I'm done my homework: Complement Coercion and Aspectual Adjectives in Canadian English


  • Patrick Murphy




Self-paced reading and eye-tracking studies have generally found that combining aspectual verbs (like ‘begin’ and ‘finish’) with entity nouns (like ‘the book’ or ‘the coffee’) is associated with increased reading times on and around the noun (McElree et al. 2001; Traxler et al. 2002; Pickering et al. 2005). This processing cost is widely interpreted as evidence of complement coercion—aspectual verbs semantically select for an event (like ‘dancing’ or ‘the dance’) and can take entity objects only if they are coerced into an event through a computationally costly process of type-shifting (Pustejovsky 1995; Jackendoff 1997).
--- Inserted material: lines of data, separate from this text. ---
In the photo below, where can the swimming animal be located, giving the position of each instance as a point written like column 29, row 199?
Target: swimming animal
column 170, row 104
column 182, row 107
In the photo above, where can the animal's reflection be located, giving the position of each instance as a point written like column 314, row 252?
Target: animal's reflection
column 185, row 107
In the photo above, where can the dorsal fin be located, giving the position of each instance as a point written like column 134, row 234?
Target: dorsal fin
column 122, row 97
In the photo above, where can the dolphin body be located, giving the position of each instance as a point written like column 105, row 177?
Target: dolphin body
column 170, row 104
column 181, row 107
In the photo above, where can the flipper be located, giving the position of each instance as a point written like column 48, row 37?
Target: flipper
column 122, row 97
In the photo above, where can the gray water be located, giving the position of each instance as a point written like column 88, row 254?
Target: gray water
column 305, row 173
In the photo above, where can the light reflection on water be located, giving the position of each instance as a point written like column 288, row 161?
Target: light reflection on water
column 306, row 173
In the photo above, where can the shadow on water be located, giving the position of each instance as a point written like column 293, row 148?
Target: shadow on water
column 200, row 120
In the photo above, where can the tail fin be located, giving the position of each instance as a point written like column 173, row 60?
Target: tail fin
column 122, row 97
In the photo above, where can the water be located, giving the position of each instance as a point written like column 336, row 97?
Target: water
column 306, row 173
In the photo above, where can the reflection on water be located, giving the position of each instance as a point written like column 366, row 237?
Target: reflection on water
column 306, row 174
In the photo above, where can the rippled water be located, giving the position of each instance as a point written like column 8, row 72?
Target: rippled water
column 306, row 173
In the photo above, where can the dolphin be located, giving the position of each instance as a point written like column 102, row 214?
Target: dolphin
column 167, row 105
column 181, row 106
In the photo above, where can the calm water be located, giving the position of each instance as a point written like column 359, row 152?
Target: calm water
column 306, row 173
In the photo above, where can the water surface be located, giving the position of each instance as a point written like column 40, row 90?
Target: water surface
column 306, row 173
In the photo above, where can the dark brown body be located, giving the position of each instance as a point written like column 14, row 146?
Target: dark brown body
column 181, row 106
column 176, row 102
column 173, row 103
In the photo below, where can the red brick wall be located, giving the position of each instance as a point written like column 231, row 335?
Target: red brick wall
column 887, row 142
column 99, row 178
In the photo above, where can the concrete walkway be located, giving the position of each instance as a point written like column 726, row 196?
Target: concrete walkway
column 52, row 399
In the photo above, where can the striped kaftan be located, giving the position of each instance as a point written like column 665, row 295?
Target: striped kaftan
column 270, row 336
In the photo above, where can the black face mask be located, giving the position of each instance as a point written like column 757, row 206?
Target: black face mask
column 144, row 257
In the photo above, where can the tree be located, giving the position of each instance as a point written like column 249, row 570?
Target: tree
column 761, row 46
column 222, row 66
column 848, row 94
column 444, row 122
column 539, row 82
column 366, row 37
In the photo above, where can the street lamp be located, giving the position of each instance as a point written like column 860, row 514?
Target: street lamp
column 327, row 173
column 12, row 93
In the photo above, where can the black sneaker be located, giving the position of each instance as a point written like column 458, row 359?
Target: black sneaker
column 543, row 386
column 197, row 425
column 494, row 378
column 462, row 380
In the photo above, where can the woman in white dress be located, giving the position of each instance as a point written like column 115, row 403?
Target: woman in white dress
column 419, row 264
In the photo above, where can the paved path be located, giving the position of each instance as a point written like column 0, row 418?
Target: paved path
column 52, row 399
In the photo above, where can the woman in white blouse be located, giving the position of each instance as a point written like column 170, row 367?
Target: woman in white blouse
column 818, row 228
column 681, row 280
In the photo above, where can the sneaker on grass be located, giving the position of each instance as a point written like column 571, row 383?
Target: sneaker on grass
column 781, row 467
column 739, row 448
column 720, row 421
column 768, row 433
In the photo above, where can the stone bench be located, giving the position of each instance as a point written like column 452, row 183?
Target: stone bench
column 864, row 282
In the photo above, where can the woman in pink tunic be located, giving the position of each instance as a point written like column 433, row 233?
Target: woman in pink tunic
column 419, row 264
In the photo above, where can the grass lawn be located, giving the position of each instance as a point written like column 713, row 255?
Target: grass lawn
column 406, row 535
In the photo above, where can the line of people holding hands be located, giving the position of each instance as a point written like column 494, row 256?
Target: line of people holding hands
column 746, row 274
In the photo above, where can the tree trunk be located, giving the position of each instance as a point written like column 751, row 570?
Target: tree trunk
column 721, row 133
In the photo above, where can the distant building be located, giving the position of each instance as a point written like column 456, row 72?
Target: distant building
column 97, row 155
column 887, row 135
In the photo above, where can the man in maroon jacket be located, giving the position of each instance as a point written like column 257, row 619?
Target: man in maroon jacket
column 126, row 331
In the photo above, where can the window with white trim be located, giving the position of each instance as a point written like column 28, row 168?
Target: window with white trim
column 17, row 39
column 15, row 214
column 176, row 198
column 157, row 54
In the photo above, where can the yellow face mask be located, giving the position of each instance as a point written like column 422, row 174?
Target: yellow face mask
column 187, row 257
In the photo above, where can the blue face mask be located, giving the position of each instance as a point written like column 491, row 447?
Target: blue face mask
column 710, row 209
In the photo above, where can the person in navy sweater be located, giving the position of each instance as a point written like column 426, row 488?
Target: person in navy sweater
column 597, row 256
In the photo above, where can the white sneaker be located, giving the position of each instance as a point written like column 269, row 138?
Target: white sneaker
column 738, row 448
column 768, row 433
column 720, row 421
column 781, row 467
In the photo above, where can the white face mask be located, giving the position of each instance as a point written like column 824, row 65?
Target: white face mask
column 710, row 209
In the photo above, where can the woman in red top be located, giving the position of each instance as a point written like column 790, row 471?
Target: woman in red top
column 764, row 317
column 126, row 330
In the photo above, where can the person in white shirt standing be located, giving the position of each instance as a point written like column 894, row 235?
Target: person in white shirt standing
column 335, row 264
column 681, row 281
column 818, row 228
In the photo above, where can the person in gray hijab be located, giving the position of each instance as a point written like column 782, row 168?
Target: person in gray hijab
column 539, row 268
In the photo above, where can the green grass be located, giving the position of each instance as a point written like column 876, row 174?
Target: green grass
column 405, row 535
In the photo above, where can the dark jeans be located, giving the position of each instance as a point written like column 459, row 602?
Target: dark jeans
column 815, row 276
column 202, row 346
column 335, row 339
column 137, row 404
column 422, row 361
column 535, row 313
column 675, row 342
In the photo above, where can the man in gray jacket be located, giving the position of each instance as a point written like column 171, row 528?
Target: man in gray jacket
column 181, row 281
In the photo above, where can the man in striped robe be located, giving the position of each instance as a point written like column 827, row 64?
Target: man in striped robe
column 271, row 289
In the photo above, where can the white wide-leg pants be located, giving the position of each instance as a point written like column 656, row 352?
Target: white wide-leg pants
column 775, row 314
This paper presents an eye-tracking study of the Canadian English ‘be done NP’ construction, e.g., ‘I am done/finished my homework’ (not to be confused with the dialect-neutral ‘I am done/finished WITH my homework’) to mean ‘I have finished my homework’. Results suggest a processing penalty for entity-denoting nouns like ‘the script’ (compared to event description nouns like ‘the audition’) in this construction, which supports Fruehwald & Myler’s (2015) proposal that ‘done’ and ‘finished’ in this construction are aspectual adjectives that behave like aspectual verbs in requiring complement coercion and type-shifting for entity-denoting nouns.